Die Hacker gehen hochprofessionell und kreativ vor. Insgesamt schreibt man ihnen Hacks im Umfang von mehr als drei Milliarden Dollar zu. Damit stellen sie einen signifikanten Anteil des Bruttosozialprodukts des Landes, das nur etwa 40 Milliarden Dollar beträgt, und, mehr noch, seines Zugangs zu Devisen, der durch Finanzsanktionen erheblich erschwert ist. Manche Beobachter meinen, das Land könne sein Atomwaffenprogramm nur dank der Erlöse aus Krypto-Hacks bezahlen, was aber vermutlich Spekulation ist.
Es gibt auch Schätzungen, denen zufolge Lazarus der 14.-größte Bitcoin-Holder ist.
Was bedeutet das für den Preis von ETH?
Auch über den Einfluss des Hacks auf den Preis von Ether kann man nur spekulieren. Auf der einen Seite zahlt der Hack nicht eben in das Vertrauen in Ethereum ein, insbesondere, wenn Diskussionen weiter um sich greifen, ob die Entwickler und Staker den Hack durch ein Rollback, also eine Hardfork, rückabwickeln sollen. Aber rein technisch kann der Hack auch gut für den Preis sein.

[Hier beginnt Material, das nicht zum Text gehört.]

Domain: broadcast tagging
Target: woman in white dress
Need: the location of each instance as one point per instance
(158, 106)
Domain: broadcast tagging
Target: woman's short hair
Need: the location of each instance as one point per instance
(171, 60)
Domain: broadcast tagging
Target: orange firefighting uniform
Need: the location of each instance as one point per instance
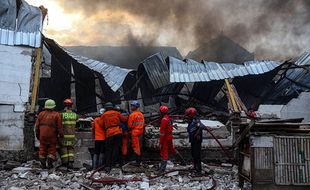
(111, 121)
(166, 137)
(98, 131)
(69, 120)
(48, 128)
(136, 125)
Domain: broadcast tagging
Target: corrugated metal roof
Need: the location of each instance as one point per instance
(25, 30)
(157, 70)
(301, 76)
(113, 75)
(192, 71)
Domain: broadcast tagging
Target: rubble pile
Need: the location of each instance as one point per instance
(30, 176)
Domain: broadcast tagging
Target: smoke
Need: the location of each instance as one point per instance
(272, 29)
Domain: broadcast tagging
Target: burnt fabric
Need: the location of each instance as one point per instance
(113, 150)
(85, 88)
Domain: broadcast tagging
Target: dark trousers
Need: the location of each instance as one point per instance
(114, 150)
(99, 147)
(196, 154)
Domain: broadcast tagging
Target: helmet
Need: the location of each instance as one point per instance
(102, 110)
(68, 102)
(117, 108)
(108, 105)
(135, 103)
(190, 112)
(49, 104)
(163, 109)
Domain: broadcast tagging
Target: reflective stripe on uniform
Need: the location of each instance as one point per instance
(67, 155)
(69, 122)
(138, 123)
(137, 151)
(69, 136)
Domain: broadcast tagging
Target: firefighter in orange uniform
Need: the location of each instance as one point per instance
(165, 138)
(69, 120)
(136, 126)
(48, 129)
(111, 122)
(99, 137)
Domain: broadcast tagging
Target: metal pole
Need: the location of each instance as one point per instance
(36, 80)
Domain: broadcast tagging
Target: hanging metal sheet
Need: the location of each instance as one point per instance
(292, 160)
(192, 71)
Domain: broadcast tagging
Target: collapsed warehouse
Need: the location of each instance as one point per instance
(271, 148)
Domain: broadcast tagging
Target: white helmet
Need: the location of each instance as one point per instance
(102, 110)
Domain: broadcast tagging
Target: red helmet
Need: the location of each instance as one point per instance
(68, 102)
(190, 112)
(163, 109)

Denn zunächst einmal hat Bybit die Ether aufgetrieben, um die Lücke in der Bilanz zu stopfen. Die Börse hat sie nicht gekauft, sondern geliehen, in der Hoffnung, dass eine Chance besteht, sie vom Hacker zurückzuerhalten. Dies dürfte bei der Lazarus Gruppe auszuschließen sein. Denn die Hacker haben bisher noch nie verhandelt oder eine Beute zurückgegeben. Für Bybit verursacht das Darlehen daher lediglich Zinsen. Um diese zu vermeiden, wird sie so rasch wie möglich Ether kaufen werden.
Lazarus auf der anderen Seite ist ein geduldiger Akteur. Der Prozess der Geldwäsche streckt sich über zahlreiche Schritte, sodass es Jahre dauert, bis die Ether vollständig verkauft sind. Falls überhaupt. Berichten zufolge besitzt Lazarus noch immer zahlreiche Millionen aus Hacks von 2016. Praktisch gesehen hat der Hack dem Markt eine große Menge Ether entzogen. Nicht viel anders, als es ein Staatsfonds machen würde.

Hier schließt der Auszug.